Arterial and venous thromboembolism is a major medical concern that requires therapeutic anticoagulation in various medical fields to prevent its drastic consequences. Despite significant advances in anticoagulant therapy, thrombosis remains a leading cause of morbidity and mortality worldwide. Traditional anticoagulants like heparin and vitamin K antagonists (VKAs) have shown efficacy in preventing and treating thrombosis but come with an inherent risk of bleeding due to their non-specific inhibition of multiple coagulation factors. Subsequent direct oral anticoagulants (DOACs), targeting specific factors such as Xa or thrombin, demonstrated improved safety profiles compared to VKAs, yet bleeding remains a concern. Accordingly, research is focused on developing anticoagulants with improved safety profiles. A safer class of anticoagulants would have broad appeal. The intrinsic pathway of coagulation, involving factor XI (FXI), has attracted attention as a potential target for safer anticoagulants. Preclinical studies and epidemiological data indicate that FXI deficiency or inhibition protects against thrombosis with minimal bleeding. Current research involves evaluating various FXI-directed strategies, and phase 2 studies have shown promising results in orthopedic surgery, atrial fibrillation, end-stage renal disease (ESRD), myocardial infarction, and ischemic stroke. Several agents, such as antisense oligonucleotides, monoclonal antibodies, small synthetic molecules, natural peptides, and aptamers, have been developed to inhibit FXI at different stages, offering potentially safer alternatives to traditional anticoagulants. However, the optimal balance between preventing thrombosis and the risk of bleeding associated with FXI inhibitors requires validation through extensive phase 3 clinical trials using definite clinical endpoints. Several of such trials are currently underway or planned to define the role of FXI inhibitors in clinical practice and determine the most suitable FXI inhibitor for each specific indication. The current review highlights the rationale behind developing FXI inhibitors, presenting the most advanced agents in development, summarizing completed clinical trials, and discussing ongoing research efforts.

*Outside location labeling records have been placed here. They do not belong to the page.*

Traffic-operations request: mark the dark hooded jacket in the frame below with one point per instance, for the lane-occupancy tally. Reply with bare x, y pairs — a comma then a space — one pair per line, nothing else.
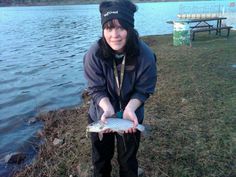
139, 80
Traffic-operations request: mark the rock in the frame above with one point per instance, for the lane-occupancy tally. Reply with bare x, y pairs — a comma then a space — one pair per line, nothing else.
32, 120
184, 101
57, 142
140, 172
16, 157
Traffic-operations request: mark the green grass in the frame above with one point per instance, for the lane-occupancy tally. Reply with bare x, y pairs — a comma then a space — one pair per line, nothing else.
191, 118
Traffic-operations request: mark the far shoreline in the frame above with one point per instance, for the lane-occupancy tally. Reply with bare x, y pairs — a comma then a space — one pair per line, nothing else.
80, 3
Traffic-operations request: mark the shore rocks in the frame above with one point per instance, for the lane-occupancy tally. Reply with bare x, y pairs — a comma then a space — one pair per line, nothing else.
57, 142
15, 157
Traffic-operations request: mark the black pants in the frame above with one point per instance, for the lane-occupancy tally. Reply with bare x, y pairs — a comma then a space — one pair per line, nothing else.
103, 151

动脉和静脉血栓栓塞是一个主要的医学问题,在各个医学领域都需要进行治疗性抗凝以防止其严重后果。尽管抗凝治疗取得了重大进展,但血栓形成仍然是全球发病和死亡的主要原因。传统抗凝剂如肝素和维生素K拮抗剂(VKAs)在预防和治疗血栓形成方面已显示出疗效,但由于它们对多种凝血因子的非特异性抑制,存在出血的固有风险。随后出现的直接口服抗凝剂(DOACs),靶向特定因子如Xa或凝血酶,与VKAs相比显示出更好的安全性,但出血仍然是一个问题。因此,研究集中在开发具有更好安全性的抗凝剂。一类更安全的抗凝剂将具有广泛的吸引力。涉及因子XI(FXI)的内源性凝血途径已成为更安全抗凝剂的潜在靶点而受到关注。临床前研究和流行病学数据表明,FXI缺乏或抑制可预防血栓形成,且出血风险最小。目前的研究包括评估各种针对FXI的策略,2期研究在骨科手术、心房颤动、终末期肾病(ESRD)、心肌梗死和缺血性中风中已显示出有希望的结果。已经开发了几种药物,如反义寡核苷酸、单克隆抗体、小分子合成物、天然肽和适体,以在不同阶段抑制FXI,为传统抗凝剂提供了潜在更安全的替代品。然而,预防血栓形成与FXI抑制剂相关出血风险之间的最佳平衡需要通过使用明确临床终点的广泛3期临床试验来验证。目前正在进行或计划进行几项此类试验,以确定FXI抑制剂在临床实践中的作用,并确定每种特定适应症最合适的FXI抑制剂。本综述强调了开发FXI抑制剂的基本原理,介绍了正在开发的最先进药物,总结了已完成的临床试验,并讨论了正在进行的研究工作。